Problematically for the integrity of the studies, Wake functionally hand-walked Hayes’ work around the peer-review process, Campbell said.
“There’s no data. Hayes’ work has never been replicated,” Campbell told the Examiner. “All there are are a couple of screenshots. But it was published in the National Academy of Sciences, so of course it’s soon picked up by The New York Times, The New Yorker and so on. The EPA is even told it must conduct an investigation because this product is supposedly harmful.”
The EPA launched multiple reviews of Hayes’ work. Hayes refused to provide the EPA panels with a form of his data they could access.

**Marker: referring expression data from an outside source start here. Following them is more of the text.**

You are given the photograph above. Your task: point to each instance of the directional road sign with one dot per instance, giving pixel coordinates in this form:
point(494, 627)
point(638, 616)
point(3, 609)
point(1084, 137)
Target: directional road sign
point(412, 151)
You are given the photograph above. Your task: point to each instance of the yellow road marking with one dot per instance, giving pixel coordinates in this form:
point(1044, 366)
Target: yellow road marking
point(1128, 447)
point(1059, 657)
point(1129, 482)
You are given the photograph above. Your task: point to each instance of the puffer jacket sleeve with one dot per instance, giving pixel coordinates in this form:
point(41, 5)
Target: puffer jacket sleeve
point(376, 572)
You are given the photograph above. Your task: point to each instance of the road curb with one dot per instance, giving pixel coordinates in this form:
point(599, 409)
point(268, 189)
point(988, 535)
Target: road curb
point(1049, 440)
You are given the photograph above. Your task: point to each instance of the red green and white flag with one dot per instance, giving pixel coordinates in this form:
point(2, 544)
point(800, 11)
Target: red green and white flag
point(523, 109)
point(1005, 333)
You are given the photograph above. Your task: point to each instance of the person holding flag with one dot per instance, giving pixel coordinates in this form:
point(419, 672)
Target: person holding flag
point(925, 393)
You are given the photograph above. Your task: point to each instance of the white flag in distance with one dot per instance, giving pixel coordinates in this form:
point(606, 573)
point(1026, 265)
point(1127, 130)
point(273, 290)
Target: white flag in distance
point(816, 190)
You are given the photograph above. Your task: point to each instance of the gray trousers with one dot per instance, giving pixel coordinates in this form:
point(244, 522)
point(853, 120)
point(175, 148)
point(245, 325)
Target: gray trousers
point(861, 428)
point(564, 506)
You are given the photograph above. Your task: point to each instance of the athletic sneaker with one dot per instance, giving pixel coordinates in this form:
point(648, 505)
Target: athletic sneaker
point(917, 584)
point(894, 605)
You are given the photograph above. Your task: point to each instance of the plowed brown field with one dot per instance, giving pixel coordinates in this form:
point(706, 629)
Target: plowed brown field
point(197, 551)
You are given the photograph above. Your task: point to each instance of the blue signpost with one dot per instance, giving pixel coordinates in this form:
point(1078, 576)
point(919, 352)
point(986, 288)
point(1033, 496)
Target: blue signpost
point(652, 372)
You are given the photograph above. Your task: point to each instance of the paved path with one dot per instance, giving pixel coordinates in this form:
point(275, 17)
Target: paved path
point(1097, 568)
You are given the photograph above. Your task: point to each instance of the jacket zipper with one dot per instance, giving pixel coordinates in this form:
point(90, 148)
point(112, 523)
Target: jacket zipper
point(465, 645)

The EPA was unable in any review to replicate his findings.
Nevertheless, despite all the questions surrounding his work, Hayes’ research not only boasts of the “peer review” stamp of approval, but he is also presented by media as something of a heroic crusader: One man fighting a conspiracy of corporations who are determined to bury the truth.

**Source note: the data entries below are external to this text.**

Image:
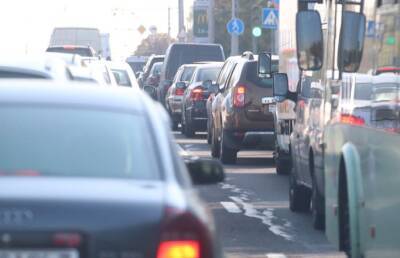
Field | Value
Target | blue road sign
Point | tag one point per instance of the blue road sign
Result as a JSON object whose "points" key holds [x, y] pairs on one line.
{"points": [[371, 27], [270, 18], [235, 26]]}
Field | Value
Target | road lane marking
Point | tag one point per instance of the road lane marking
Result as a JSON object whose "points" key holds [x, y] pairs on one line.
{"points": [[272, 255], [231, 207]]}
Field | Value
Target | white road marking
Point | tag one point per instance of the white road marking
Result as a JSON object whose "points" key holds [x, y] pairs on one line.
{"points": [[231, 207], [271, 255]]}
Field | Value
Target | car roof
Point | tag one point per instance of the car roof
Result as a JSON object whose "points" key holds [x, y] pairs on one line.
{"points": [[81, 95]]}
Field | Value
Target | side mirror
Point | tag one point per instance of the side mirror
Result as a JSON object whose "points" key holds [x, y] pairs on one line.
{"points": [[264, 65], [205, 171], [309, 40], [151, 91], [181, 85], [351, 44], [281, 85]]}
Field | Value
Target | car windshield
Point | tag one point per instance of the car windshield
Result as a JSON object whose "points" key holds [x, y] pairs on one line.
{"points": [[207, 74], [75, 142], [191, 54], [122, 77], [72, 50], [363, 91]]}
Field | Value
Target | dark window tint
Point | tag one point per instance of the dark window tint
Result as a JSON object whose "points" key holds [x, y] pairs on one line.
{"points": [[253, 77], [206, 74], [73, 50], [363, 91], [181, 54], [122, 77], [187, 74], [75, 143]]}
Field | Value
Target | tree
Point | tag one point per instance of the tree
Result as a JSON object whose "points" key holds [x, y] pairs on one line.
{"points": [[154, 44]]}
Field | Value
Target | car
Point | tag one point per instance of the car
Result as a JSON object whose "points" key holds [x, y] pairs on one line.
{"points": [[137, 63], [178, 54], [194, 110], [123, 74], [34, 67], [113, 183], [85, 51], [147, 68], [240, 119], [154, 75], [173, 98]]}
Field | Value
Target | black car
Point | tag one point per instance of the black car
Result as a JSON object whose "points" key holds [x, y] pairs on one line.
{"points": [[194, 109], [179, 54], [94, 172], [148, 67]]}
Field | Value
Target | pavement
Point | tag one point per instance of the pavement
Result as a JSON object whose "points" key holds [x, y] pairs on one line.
{"points": [[251, 209]]}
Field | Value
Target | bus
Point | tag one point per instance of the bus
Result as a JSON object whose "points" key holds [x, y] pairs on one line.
{"points": [[358, 162]]}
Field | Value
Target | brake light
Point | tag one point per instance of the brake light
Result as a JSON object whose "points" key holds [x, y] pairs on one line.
{"points": [[196, 94], [183, 236], [179, 249], [179, 92], [352, 120], [239, 96]]}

The New Yorker, in a glowing profile of the scientist, reported that “after Tyrone Hayes said that a chemical was harmful, its maker pursued him.” The New Yorker profile makes no mention of allegations that Hayes’ research was hand-walked through the peer-review process.
Following Campbell and others claiming that Hayes had avoided scrutiny, the National Academy of Sciences adjusted its protocols to prevent any further potential conflicts. Data are now required for all submissions.
Hayes, who did not respond to the Examiner‘s request for comment, is just one example of what Horton calls the “endemicity of bad research behavior” afflicting science. In “their quest for telling a compelling story, scientists too often sculpt data to fit their preferred theory of the world,” he wrote in the Lancet.
As Folta noted, “Once something’s published, people will cling to it and say, ‘Well, it’s published in a peer-reviewed journal.’ This thwarts the entire scientific process.”
Yet, despite the troubling state of its checks and balances, science is regularly invoked as an absolute authority, and anyone who challenges the “research” is branded as backward.
President Obama, for example, derisively calls members of Congress who resist the White House’s climate change agenda, “flat-earthers,” despite questionable scientific claims and murky data. Opposing or even questioning carbon taxes and other regulatory actions that impede the energy industry is deliberately portrayed as being “anti-science.”
Who wants to be the lawmaker known as being a science “denier?” The answer, it would appear, is few.
Attacking legislation for being supposedly “anti-science” is common in Congress, meaning it’s a likely effective approach. Perhaps this is why the tactic is applied even to proposals that appear to be based on sound research.
Lawmakers who question the data showing that unborn infants feel pain at 20 weeks of pregnancy, for example, often resist legislation limiting a woman’s “right to choose” by attacking the supporting research for being “anti-science.”
For these members of Congress, it’s not enough that legislation banning abortions during the third trimester is characterized as “anti-woman,” but it must also be “anti-science.”